Test Validity
This is a re-write of a post I did in 2016. I raise the issues again now because September is nigh, and thus the owners of high stakes exams are rubbing their hands in anticipation of all the lovely money that's going to come tumbling in - more than 500,000 people will pay approx. $250 each to take the IELTS test, for example.
Does a test accurately measure what it’s supposed to measure? If it does, it’s a valid test. Easy, right? But maybe a bit too easy. Cronbach and Meehl (1955) introduced the ‘trinitarian’ view of validity which was dominant until the 1990s. Validity was seen as comprising content validity
Large-scale tests are often used by the state or other authorities to ration limited resources and opportunities, and such tests are currently being used all over the world to achieve a wide range of political goals, including curbing immigration and promoting private education. Shohamy (2001) argues that “centralized systems” use externally imposed, standardized, one-shot, high-stakes tests to control educational systems by defining what kind of knowledge is prestigious. Glenn Fulcher goes further and suggests that we need to understand the political philosophies which lead to centralised or decentralised types of government, and their associated ways of using tests as policy tools. Fulcher argues that “depending on where a political philosophy stands on the cline between the state and the individual, we can identify the kind of government likely to be favoured, and the kind of society valued. It is my contention that it also explains (and predicts) the uses of tests that we are likely to find” (Fulcher, 2009, p. 5).
Fulcher defines “collectivist societies” as “those in which the identity, life, and value of the individual is determined by membership of the state and its institutions. Decisions are made to benefit the collective and its survival rather than its individual members.” In contrast, “modern individualism” starts from the claim that, as Locke put it, “men are by nature all free, equal, and independent”, that “no one can be subjected to the political power of another without his own consent”, and that there are limits upon the authority of the state, such that laws apply to all equally, that they protect the rights of individuals and that laws can only be made by the legislative who must be democratically elected. I’m not entirely happy with Fulcher’s use of these two “isms”, but at least they don’t equate simply with left- and right-wing politics, and, anyway, they can certainly be used to examine test use.
Collectivism and Testing
Fulcher argues that in societies that tend towards collectivism, the centralization of both educational systems and testing is a priority. Modern collectives use testing to control the educational system, to select and allocate individuals to roles or tasks that benefit the collective, and to ensure uniformity and standardization. While we might think immediately of countries like North Korea or China in this regard, Fulcher argues that established democracies are not immune from “neocollectivism”: we need look no further than the UK.

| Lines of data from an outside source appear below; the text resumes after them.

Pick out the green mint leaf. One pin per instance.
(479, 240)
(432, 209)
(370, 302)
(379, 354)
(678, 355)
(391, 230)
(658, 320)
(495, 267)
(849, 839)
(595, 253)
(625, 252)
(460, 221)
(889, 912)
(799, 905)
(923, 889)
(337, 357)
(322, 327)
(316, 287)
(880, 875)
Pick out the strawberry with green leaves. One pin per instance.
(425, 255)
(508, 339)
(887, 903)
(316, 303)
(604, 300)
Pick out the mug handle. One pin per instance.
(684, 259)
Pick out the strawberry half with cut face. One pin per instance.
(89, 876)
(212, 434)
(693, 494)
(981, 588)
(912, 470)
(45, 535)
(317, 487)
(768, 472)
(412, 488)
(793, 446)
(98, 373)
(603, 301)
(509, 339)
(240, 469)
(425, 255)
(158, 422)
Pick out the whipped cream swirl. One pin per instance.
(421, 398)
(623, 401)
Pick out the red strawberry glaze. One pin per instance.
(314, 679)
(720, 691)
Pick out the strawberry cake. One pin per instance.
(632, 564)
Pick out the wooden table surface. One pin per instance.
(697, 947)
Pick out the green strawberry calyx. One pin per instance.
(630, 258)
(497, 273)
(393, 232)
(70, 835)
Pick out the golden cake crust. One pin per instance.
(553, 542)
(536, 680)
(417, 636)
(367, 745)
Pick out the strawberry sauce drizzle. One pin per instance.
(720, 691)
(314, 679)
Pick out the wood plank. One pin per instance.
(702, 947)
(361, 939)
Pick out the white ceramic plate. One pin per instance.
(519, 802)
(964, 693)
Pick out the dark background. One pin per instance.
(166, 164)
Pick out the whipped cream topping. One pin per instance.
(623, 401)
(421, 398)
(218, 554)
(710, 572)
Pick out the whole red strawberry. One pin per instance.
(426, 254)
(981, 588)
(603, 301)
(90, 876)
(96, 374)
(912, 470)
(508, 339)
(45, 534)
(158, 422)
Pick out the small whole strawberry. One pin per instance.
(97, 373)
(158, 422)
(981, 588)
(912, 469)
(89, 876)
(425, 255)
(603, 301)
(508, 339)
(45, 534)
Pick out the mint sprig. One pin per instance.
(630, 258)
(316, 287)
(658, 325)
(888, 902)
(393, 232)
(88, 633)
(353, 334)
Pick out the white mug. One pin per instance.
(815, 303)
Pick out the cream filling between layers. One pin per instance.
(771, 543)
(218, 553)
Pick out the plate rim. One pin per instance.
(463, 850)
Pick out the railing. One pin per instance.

Examples of centrally controlled standards-based education systems, with a high level of control over teacher training and school learning, are not hard to find (Brindley, 2008). The clearest example is that of the United Kingdom, which has systematically introduced standards-based testing in an accountability framework that ensures total state control over the national curriculum and national tests, as well as teacher training; even educational staff are rewarded or disciplined based on national league tables (Mansell, 2007). (Fulcher, 2009., p.7).

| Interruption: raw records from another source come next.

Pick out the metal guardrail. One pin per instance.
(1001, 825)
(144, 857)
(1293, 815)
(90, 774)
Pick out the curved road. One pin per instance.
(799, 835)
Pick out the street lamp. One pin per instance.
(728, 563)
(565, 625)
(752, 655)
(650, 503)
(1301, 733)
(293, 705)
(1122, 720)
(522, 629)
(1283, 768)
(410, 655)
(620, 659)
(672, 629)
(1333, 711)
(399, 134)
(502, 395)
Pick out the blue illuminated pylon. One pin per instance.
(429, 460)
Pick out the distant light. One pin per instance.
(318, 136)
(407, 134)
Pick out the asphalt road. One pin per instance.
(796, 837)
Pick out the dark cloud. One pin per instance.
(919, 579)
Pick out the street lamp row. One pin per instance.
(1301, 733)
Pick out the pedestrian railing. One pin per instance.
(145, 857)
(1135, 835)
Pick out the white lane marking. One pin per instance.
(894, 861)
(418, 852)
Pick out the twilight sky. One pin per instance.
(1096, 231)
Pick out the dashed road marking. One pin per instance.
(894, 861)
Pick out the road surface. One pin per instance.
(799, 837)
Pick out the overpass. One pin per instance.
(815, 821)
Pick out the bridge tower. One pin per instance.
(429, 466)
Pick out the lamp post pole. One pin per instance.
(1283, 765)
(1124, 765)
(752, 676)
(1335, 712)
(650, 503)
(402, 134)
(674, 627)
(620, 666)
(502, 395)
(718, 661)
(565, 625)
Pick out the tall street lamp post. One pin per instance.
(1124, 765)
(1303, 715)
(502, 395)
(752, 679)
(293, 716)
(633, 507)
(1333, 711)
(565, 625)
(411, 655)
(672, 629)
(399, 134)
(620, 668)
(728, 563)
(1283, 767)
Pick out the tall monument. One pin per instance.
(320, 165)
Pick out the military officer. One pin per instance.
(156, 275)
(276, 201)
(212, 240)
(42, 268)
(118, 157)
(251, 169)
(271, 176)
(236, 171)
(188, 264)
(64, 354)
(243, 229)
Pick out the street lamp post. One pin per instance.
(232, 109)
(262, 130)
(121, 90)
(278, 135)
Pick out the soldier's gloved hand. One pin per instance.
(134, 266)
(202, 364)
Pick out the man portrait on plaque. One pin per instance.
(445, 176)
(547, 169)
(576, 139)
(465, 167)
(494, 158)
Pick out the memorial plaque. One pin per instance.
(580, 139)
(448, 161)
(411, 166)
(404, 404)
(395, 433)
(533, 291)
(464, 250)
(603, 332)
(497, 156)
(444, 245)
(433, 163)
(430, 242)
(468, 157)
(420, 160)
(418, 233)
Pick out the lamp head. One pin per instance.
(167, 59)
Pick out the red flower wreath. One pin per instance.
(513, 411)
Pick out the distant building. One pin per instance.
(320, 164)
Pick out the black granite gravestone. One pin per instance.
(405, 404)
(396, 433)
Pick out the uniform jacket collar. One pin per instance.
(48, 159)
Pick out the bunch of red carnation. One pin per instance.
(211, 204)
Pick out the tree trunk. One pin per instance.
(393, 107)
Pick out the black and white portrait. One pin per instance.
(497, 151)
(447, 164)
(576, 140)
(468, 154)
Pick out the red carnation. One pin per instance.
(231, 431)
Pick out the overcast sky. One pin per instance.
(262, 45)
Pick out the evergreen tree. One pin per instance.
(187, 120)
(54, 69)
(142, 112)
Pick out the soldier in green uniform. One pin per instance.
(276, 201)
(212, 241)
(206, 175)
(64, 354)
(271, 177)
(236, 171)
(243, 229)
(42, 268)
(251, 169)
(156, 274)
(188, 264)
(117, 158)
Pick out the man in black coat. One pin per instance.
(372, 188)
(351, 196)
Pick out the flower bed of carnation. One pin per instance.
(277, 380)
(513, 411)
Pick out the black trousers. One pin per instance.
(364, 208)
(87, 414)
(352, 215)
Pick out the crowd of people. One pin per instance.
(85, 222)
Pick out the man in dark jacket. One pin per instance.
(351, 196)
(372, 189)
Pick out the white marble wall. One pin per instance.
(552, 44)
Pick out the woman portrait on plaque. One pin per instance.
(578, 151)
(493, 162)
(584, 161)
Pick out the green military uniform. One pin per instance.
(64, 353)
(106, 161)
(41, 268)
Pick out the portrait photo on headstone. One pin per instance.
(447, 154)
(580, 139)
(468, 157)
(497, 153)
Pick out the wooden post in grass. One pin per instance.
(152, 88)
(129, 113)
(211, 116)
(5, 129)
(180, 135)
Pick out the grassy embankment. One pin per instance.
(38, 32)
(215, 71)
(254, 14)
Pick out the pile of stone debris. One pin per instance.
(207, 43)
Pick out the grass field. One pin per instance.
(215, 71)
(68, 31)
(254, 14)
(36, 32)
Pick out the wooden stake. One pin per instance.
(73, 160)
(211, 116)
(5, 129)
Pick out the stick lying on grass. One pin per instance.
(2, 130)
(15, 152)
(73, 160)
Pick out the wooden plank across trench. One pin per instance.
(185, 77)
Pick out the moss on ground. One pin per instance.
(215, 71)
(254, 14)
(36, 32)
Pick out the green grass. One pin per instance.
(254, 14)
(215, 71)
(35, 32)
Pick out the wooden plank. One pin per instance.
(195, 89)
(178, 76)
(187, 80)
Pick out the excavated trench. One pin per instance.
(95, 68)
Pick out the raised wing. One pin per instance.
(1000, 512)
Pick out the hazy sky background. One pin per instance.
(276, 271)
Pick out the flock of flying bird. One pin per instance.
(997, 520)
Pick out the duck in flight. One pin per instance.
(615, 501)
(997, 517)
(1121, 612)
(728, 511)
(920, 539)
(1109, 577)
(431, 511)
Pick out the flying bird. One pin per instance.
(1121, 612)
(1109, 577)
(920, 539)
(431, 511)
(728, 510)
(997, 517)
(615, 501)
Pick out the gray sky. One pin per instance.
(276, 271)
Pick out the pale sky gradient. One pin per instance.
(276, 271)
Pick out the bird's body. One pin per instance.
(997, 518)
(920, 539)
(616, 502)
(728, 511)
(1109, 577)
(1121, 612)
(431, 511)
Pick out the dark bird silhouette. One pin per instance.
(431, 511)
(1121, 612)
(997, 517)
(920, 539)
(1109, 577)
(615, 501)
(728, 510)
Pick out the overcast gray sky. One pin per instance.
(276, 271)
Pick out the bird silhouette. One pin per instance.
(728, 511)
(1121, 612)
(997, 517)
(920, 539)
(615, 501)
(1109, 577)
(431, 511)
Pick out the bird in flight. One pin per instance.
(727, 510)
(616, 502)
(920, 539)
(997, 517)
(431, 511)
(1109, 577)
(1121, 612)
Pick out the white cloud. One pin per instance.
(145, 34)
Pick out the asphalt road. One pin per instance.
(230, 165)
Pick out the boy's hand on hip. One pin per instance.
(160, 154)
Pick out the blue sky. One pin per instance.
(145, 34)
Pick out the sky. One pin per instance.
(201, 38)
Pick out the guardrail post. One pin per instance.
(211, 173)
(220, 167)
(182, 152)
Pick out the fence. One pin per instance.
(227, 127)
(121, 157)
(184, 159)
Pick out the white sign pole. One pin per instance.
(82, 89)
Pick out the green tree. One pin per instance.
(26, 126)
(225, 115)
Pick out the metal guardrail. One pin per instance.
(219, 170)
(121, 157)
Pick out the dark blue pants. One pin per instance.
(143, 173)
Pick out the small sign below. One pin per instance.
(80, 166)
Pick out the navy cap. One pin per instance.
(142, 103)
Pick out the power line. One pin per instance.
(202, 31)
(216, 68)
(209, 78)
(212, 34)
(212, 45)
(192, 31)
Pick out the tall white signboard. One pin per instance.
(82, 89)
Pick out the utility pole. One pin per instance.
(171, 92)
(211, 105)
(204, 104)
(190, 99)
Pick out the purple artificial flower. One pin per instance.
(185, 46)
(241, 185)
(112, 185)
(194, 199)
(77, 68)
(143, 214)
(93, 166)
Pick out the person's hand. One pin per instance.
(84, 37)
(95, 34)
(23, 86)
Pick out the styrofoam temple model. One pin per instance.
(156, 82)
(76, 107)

Fulcher argues that that these hyper-accountability policies are pursued by the state in an attempt to improve performance in the global market place; “the educational system is reengineered to deliver the kinds of people who will serve the perceived needs of the economy” (Fulcher, 2009, p.7).
Fulcher goes on to give the Common European Framework of Reference (CEFR) as an example of neo-collectivism at the supranational level, claiming that the system is used to control language learning so as to deal with its weakened position in global markets. Fulcher claims that the CEFR is being used “as a tool for designing curricula, reporting both standards and outcomes on its scales, and for the recognition of language qualifications through linking test scores to levels on the CEFR scales.” He goes on
We now see stronger evidence for more intrusive collectivist policy emerging in calls for claims of linkage to the CEFR to be approved by a central body (Alderson, 2007), and the removal of the principle of subsidiarity from language education in Europe (Bonnet, 2007). If realized, these changes would lead to unaccountable centralized control of education and qualification recognition across the continent. (Fulcher, 2009, p.8).
Individualism and Testing
Enlightenment individualism claims “the right of each person to be free from control or oppression from a state that acquires too much power and begins to control the lives of citizens” (Fulcher, 2009, p. 9). Fulcher is quick to point out that “this is not a right-wing position” and that “attempts to summarily dismiss individualistic critiques of test use as right-wing reactionism by labelling them “Eurosceptic” (Alderson, 2007, p. 660) …fail to engage with the social consequences of test use and misuse” (p.10).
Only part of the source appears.